Quinolones et fluoroquinolones : des restrictions de prescription majeures

Paris, le lundi 15 avril 2019 – Les quinolones sont des antibiotiques bactéricides rapides, concentration-dépendants,  à spectre antibactérien large et recommandés dans de nombreuses indications. Leur rapidité d’action et leur très bonne biodisponibilité en ont fait des antibiotiques prisés de nombreux spécialistes.

Des mises en garde circonstanciées dès 2008 aux États-Unis

Néanmoins, après différentes alertes et l’action de groupes de citoyens, la FDA était contrainte en 2008 d’imposer aux fabricants d’insérer un encadré au sein de leurs notices, concernant un risque important de tendinopathie. En Europe, les mises en garde sont demeurées jusqu’à aujourd’hui beaucoup plus discrètes même si le risque de tendinopathie était connu et figurait dans le résumé des caractéristiques du produit. Cependant, ces dernières années les autorités sanitaires ont reçu un nombre croissant de signalements d’effets indésirables affectant le système musculo-squelettique et les systèmes nerveux périphérique et central suspectés d’être associés à la prescription d’antibiotiques de la famille des fluoroquinolones. Ces effets secondaires présentent des niveaux de gravité variables, allant de douleurs et de faiblesses musculaires aux troubles de la marche en ce qui concerne le système musculo-squelettique et de la fatigue à des neuropathies périphériques en passant par des troubles de la mémoire, de la vue, de l’audition, de l’odorat et du gout pour ceux touchant les systèmes nerveux périphérique et central. Certains des effets rapportés sont invalidants et potentiellement irréversibles. Face à la multiplication des signalements, une réévaluation a été jugée nécessaire. L’analyse menée par l’Agence européenne du médicament (EMA) a conduit à confirmer l’existence d’un lien entre de nombreux faits rapportés et la prescription de fluoroquinolones. Par ailleurs, l’EMA a considéré qu’il existait probablement une sous-déclaration des effets secondaires. Les résultats de cette procédure et de la réévaluation du rapport bénéfice/risque ont des conséquences dans tous les pays d’Europe et notamment en France.

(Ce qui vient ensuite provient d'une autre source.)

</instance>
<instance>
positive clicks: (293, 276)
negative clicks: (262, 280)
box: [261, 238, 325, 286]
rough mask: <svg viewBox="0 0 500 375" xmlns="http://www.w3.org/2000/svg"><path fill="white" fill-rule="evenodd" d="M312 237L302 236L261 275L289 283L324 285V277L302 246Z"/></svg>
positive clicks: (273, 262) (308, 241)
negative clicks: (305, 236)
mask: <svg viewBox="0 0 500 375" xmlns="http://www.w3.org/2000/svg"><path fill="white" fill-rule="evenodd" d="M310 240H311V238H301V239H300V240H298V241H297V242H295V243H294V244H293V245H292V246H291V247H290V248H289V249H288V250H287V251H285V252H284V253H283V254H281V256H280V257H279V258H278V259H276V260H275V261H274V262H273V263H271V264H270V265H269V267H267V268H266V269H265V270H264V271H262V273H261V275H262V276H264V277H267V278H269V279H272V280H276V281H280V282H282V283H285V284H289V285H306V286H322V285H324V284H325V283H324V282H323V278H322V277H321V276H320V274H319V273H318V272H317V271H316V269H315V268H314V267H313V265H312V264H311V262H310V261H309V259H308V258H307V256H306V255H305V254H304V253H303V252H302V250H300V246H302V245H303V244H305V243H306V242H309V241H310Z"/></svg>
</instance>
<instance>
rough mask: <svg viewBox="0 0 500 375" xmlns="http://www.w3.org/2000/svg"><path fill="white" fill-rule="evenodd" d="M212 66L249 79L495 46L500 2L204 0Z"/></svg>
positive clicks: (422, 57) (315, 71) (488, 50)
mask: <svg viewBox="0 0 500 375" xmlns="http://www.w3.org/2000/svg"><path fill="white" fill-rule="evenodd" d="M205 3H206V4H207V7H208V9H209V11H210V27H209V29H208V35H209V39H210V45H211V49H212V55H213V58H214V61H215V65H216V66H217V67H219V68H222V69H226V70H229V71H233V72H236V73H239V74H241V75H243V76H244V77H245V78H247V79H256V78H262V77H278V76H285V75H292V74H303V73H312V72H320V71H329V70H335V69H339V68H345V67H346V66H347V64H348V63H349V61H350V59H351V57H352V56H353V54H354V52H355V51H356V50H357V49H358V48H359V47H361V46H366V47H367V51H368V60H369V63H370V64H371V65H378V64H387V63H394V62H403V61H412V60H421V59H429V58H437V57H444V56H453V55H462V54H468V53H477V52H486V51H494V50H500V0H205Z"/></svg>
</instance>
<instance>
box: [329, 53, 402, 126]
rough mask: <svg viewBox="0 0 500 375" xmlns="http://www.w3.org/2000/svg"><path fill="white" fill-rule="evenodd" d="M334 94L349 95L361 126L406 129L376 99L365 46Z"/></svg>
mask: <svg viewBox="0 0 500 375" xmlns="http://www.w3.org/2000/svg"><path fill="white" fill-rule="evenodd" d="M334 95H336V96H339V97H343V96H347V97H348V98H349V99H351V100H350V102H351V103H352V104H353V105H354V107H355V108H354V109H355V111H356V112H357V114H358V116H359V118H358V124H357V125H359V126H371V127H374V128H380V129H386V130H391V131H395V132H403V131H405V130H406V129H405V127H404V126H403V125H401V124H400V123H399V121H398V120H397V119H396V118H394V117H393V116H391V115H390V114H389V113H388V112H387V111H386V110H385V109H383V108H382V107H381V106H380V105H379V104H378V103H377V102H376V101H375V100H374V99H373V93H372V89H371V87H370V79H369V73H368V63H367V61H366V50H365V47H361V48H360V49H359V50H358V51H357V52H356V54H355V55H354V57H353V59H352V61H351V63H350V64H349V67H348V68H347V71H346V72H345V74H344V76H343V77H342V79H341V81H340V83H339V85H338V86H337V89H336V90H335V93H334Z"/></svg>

Pas pour les affections sévères à modérées

Ainsi, l’Agence nationale de sécurité du médicament (ANSM) adresse aujourd’hui un courrier aux médecins concernés (soit la quasi-totalité des praticiens) afin de rappeler les évolutions des conditions d’utilisation de ces antibiotiques administrés par voie générale ou inhalée.
En premier lieu, les médicaments à base de fluméquine ont été retirés du marché européen, ce qui concerne en France Apurone, dont le rapport bénéfice/risque a été jugé défavorable. Pour les autres spécialités, les recommandations sont très strictes. Elles ne doivent pas être prescrites pour les infections non sévères et spontanément résolutives, ainsi que pour les infections de sévérité légère à modérée (cystite non compliquée, exacerbation de bronchite chronique et de BPCO, rhino-sinusite bactérienne et otite moyenne aiguë) à l’exception des cas où les autres antibiotiques potentiellement indiqués sont considérés comme inappropriés. Ces traitements ne doivent pas plus être utilisés dans un cadre préventif et totalement évités chez les patients ayant déjà présenté des effets indésirables associés à un antibiotique de la famille des fluoroquinolones.

Résistances

Les praticiens sont par ailleurs invités à la plus grande prudence dans l’utilisation de ces antibiotiques pour les sujets les plus fragiles (personnes âgées, greffés, atteints d’insuffisance rénale) et ceux qui suivent un traitement par corticoïdes, en raison d’un risque accru de tendinite et de rupture de tendons. Enfin, tout signe inquiétant doit conduire à l’interruption du traitement : les médecins doivent accorder une attention soutenue à la mise en garde de leurs patients sur ce point. L’ensemble de ces restrictions devrait conduire à une très nette raréfaction des prescriptions de ces antibiotiques qui connaissaient pourtant un usage important avant les premières alertes en Europe et le développement de certaines résistances qui a notamment conduit l’OMS à déconseiller son usage chez les patients atteints de gonorrhée en 2016. Ces nouvelles mesures seront-elles considérées comme un excès de précaution ou comme une décision adaptée, compte tenu de l’existence d’alternatives ? Affaire à suivre.